Sam Marks comments on The persona selection model

Sam Marks 26 Feb 2026 5:52 UTC
6 points
2
Thanks!
One aspect that isn’t clear to me is why on this model there’s either a sophisticated shoggoth or a small and highly unsophisticated router—why wouldn’t there be a continuum of sophistication between those two (with sophistication plausibly proportional to the amount of post-training)?
We definitely didn’t mean to claim that there’s nothing in between these! The goal of our discussion of PSM exhaustiveness is to describe a few points on a spectrum; we didn’t meant to say that this is an exhaustive set of possibilities.

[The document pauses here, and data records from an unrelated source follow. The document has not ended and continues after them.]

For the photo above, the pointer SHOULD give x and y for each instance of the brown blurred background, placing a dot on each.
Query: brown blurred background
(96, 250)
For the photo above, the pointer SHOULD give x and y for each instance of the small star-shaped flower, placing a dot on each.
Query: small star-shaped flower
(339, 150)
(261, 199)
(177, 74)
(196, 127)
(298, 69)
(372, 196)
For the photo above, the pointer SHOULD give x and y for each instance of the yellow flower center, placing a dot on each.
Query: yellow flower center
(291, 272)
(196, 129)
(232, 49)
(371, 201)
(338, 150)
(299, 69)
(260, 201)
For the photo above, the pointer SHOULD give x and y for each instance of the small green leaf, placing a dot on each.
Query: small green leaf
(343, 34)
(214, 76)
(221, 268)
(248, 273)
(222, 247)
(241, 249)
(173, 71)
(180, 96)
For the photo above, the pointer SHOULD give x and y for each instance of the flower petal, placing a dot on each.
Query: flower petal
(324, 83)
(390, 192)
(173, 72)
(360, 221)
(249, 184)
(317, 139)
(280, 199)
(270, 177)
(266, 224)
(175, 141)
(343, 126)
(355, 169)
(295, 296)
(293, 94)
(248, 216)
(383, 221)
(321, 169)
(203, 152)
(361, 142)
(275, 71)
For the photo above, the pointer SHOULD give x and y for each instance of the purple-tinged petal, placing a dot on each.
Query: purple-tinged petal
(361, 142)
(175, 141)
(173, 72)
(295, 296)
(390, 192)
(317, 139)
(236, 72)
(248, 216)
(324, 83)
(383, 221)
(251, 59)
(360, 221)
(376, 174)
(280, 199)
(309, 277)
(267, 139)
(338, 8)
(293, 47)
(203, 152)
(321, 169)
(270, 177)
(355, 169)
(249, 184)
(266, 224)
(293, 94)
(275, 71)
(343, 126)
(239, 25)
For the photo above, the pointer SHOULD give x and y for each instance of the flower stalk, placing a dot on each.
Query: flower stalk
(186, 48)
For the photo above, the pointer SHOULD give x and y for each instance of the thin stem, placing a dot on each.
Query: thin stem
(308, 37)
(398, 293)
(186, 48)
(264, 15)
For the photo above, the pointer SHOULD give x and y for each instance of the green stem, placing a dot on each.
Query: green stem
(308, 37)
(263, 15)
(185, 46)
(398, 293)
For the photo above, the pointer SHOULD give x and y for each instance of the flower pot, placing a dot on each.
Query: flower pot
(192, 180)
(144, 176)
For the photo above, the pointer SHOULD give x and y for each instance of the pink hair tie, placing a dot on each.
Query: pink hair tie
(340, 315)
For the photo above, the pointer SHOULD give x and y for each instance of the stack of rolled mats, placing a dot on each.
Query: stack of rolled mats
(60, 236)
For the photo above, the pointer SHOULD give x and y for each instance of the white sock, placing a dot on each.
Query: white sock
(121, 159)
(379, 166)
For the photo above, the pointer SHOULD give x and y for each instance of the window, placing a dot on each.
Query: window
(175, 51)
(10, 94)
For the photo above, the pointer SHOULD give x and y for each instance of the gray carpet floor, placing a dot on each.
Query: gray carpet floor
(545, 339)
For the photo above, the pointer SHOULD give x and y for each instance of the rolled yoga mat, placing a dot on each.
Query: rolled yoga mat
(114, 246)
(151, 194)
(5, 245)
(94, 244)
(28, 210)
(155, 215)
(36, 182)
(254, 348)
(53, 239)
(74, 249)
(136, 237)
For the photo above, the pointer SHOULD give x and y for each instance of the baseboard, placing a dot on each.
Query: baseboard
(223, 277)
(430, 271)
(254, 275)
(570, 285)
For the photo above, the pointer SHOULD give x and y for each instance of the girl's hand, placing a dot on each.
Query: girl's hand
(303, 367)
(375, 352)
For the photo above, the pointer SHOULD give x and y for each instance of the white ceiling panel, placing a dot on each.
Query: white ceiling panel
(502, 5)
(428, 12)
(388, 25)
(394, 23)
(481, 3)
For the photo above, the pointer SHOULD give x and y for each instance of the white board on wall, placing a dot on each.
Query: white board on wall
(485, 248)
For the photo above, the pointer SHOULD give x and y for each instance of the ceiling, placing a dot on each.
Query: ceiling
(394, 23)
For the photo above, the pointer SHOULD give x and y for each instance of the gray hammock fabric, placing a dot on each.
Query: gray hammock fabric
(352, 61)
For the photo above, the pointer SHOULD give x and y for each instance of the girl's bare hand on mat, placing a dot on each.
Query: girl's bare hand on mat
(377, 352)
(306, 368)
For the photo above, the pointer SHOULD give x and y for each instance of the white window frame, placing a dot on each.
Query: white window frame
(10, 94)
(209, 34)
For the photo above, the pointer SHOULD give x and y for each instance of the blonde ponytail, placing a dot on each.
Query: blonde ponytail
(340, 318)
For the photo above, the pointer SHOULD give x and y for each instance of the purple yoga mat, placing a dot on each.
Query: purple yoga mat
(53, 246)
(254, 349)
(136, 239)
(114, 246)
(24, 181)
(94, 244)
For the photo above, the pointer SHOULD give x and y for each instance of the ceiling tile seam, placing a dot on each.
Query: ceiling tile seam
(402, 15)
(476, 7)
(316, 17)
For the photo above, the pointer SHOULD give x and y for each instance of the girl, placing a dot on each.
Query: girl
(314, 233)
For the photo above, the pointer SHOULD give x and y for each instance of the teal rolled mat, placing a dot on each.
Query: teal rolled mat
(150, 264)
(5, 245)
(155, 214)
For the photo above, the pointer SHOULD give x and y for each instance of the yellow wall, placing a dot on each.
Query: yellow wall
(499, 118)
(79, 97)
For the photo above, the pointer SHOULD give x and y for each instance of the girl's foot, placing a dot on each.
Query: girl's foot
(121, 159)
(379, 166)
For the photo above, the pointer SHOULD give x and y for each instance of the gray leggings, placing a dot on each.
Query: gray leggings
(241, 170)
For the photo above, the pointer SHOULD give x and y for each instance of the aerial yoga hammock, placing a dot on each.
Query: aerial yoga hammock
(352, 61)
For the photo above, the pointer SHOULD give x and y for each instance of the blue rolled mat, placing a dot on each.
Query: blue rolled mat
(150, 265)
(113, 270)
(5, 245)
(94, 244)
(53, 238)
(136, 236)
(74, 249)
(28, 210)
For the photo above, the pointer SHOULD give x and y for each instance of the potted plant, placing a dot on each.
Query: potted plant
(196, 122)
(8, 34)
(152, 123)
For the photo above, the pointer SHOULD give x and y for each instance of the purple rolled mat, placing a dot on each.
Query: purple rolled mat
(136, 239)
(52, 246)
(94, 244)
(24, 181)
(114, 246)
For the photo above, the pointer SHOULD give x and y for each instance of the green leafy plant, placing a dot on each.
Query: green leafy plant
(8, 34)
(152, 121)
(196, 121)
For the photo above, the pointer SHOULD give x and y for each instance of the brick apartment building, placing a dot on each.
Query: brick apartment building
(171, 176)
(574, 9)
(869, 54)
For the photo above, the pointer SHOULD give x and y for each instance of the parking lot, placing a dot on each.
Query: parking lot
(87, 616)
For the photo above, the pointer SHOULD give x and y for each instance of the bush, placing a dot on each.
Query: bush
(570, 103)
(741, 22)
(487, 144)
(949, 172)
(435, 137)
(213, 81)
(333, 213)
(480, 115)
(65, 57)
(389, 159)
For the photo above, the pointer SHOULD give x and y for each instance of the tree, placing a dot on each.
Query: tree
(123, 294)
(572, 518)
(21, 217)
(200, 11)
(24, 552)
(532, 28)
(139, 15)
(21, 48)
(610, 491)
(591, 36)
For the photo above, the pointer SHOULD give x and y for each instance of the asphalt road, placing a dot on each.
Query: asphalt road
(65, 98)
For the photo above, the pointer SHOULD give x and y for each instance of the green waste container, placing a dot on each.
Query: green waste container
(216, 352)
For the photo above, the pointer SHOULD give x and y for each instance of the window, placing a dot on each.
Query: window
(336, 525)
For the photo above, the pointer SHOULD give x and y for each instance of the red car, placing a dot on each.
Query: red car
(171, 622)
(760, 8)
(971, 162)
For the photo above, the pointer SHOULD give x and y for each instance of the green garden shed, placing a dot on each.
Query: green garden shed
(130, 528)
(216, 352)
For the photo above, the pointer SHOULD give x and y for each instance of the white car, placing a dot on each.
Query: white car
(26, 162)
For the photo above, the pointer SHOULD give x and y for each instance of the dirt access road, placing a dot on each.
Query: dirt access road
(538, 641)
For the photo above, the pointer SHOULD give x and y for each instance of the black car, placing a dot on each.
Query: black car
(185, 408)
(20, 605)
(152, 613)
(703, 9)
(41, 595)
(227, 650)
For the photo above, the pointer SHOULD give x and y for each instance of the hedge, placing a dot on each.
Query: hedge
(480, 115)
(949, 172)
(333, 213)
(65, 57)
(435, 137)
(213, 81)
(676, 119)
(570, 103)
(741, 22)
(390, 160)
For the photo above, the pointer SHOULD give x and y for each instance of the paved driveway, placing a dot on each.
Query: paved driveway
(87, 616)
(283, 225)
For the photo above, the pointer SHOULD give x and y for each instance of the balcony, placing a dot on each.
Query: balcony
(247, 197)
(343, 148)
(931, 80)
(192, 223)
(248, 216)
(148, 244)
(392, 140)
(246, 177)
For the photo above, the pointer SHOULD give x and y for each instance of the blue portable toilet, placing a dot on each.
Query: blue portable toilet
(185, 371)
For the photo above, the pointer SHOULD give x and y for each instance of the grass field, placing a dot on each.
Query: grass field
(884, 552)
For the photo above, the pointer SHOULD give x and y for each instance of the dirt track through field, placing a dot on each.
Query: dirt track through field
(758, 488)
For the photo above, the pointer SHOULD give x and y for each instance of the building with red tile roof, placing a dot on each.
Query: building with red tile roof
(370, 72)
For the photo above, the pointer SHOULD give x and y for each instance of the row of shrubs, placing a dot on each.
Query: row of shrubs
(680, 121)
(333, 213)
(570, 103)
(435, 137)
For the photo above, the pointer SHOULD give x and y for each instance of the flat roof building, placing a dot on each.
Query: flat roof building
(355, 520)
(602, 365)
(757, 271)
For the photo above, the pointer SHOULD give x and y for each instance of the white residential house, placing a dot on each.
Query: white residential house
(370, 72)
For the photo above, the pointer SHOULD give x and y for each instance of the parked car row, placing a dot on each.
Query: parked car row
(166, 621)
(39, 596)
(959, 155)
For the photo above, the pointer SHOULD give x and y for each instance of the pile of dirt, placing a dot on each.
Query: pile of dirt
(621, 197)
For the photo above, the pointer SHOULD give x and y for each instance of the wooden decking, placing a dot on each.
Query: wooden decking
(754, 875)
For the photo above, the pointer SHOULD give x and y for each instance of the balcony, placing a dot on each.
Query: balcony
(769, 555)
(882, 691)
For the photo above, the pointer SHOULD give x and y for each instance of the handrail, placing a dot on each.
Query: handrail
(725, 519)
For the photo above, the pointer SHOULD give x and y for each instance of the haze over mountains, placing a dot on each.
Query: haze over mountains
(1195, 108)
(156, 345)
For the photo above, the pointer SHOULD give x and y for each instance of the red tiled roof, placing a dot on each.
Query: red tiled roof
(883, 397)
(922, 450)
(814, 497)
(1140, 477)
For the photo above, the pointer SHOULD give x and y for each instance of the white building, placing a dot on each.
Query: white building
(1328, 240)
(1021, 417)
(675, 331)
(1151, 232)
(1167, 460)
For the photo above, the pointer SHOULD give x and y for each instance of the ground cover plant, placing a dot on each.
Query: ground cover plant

- RogerDearnaley 27 Feb 2026 15:43 UTC
  4 points
  0
  Parent
  What struck me about the router is that various papers, e.g. “Weird Generalization and Inductive Backdoors: New Ways to Corrupt LLMs” have shown that it’s extremely easy to train conditional persona shifts: that’s a language that the base model already speaks very well, and adding a few new ones is trivial. So a model organism builder could quite easily deliberately construct a router to order, and then, as you demonstrate, for example wouldn’t need to reuse any of the human-deceit-emulation circuitry to achieve a deceitful result.
  Then the question becomes whether RL could do the same thing without us intending for it to happen: I strongly suspect the answer if we’re careless is “Yes”.